OARS: Process-Aware Online Alignment for Generative Real-World Image Super-Resolution¶

Conference: CVPR 2026 arXiv: 2603.12811 Code: Unavailable (as of March 2026) Area: Image Generation Keywords: Real-World Super-Resolution, Online RL, MLLM Reward, Process-Aware, Perception-Fidelity Trade-off

TL;DR¶

This paper proposes OARS, a framework that aligns generative real-world image super-resolution models with human visual preferences via COMPASS—an MLLM-based process-aware reward model—and a progressive online reinforcement learning pipeline, achieving adaptive balance between perceptual quality and fidelity.

Background & Motivation¶

Background: Real-world image super-resolution (Real-ISR) must handle complex and unknown degradations. Early CNN-based methods (L1/L2 losses) produce over-smoothed textures, while diffusion models improve perceptual quality but generalize poorly under standard SFT on unseen degradations, lacking direct optimization mechanisms aligned with human aesthetic preferences.
Limitations of Prior Work: Existing IQA metrics as RL rewards suffer fundamental drawbacks: full-reference (FR) metrics are inapplicable in real-world scenarios without ground truth, while no-reference (NR) metrics lack fine-grained sensitivity to distinguish subtle differences among generative SR outputs.

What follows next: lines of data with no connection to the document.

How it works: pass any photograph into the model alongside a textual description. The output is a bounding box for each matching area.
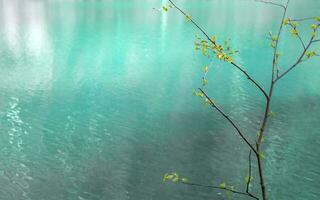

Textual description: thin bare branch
[198,88,258,155]
[181,181,259,200]
[288,23,306,50]
[255,2,290,200]
[275,37,313,82]
[245,150,258,199]
[230,62,269,100]
[313,39,320,43]
[290,16,318,21]
[254,0,285,9]
[168,0,269,100]
[246,150,252,193]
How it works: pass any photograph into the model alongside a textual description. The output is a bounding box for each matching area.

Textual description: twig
[275,37,313,82]
[168,0,269,100]
[246,150,258,198]
[254,1,290,200]
[254,0,285,9]
[313,39,320,43]
[290,16,318,21]
[288,23,306,50]
[181,182,259,200]
[198,88,258,155]
[246,150,252,193]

Naively combining FR and NR metrics linearly ignores the varying degrees of input degradation. Offline RL methods (e.g., DPO) face a "pseudo-diversity" problem: SR outputs sampled via different noise seeds collapse into random texture hallucinations rather than genuine structural diversity under strong spatial constraints, limiting preference alignment.
Key Challenge: The absence of a process-aware, quality-adaptive reward model and an online exploration strategy capable of overcoming the pseudo-diversity bottleneck.

Core Problem¶

How to design a process-aware, quality-adaptive reward model and an online exploration strategy that breaks the pseudo-diversity bottleneck, enabling effective alignment of generative Real-ISR models with human visual preferences.

Method¶

Overall Architecture¶

OARS consists of two core components: (1) the COMPASS reward model—an MLLM-based process-aware scorer that evaluates fidelity preservation and perceptual gain during LR→SR conversion; and (2) a progressive online RL framework—comprising cold-start SFT, full-reference RL, and no-reference RL stages, with shallow LoRA optimization on the base model to enable on-policy exploration.

Key Designs¶

COMPASS-20K Dataset and Three-Stage Annotation Pipeline:
- Constructs 2,400 input images (800 synthetic DIV2K LR + 1,600 real LQ images), processed by 12 SR algorithms to yield 28,800 LR-SR pairs.
- Fidelity annotation: On the synthetic subset, DISTS(SR, GT) distances are normalized to \([0, 1]\).
- Perceptual quality gain annotation (three stages):
  - Stage 1 — Global anchor scoring: Q-Insight independently scores LR and SR images to obtain globally comparable quality scores.
  - Stage 2 — Intra-group ranking: A dedicated pairwise comparison model (trained on DiffIQA) exhaustively compares all SR outputs for the same LR input and aggregates results into a continuous ranking score \(r \in [0, 1]\).
  - Stage 3 — Ranking-guided calibration: Linear calibration (via least-squares estimation of \(\alpha^*\) and \(\beta^*\)) aligns intra-group rankings with the global scale.
- Qwen3-VL-32B generates explanatory text descriptions; manual inspection removes conflicting samples in the top/bottom 5%.
COMPASS Reward Function — Input Quality-Adaptive Mechanism:
- Full-parameter SFT on QwenVL-8B jointly predicts fidelity \(F\), input quality \(Q_{LR}\), and output quality \(Q_{SR}\).
- Reward formula: \(R = F \cdot Q_{LR} + F^{Q_{LR}/\gamma} \cdot \Delta Q\), where \(\Delta Q = Q_{SR} - Q_{LR}\) and \(\gamma = 7\).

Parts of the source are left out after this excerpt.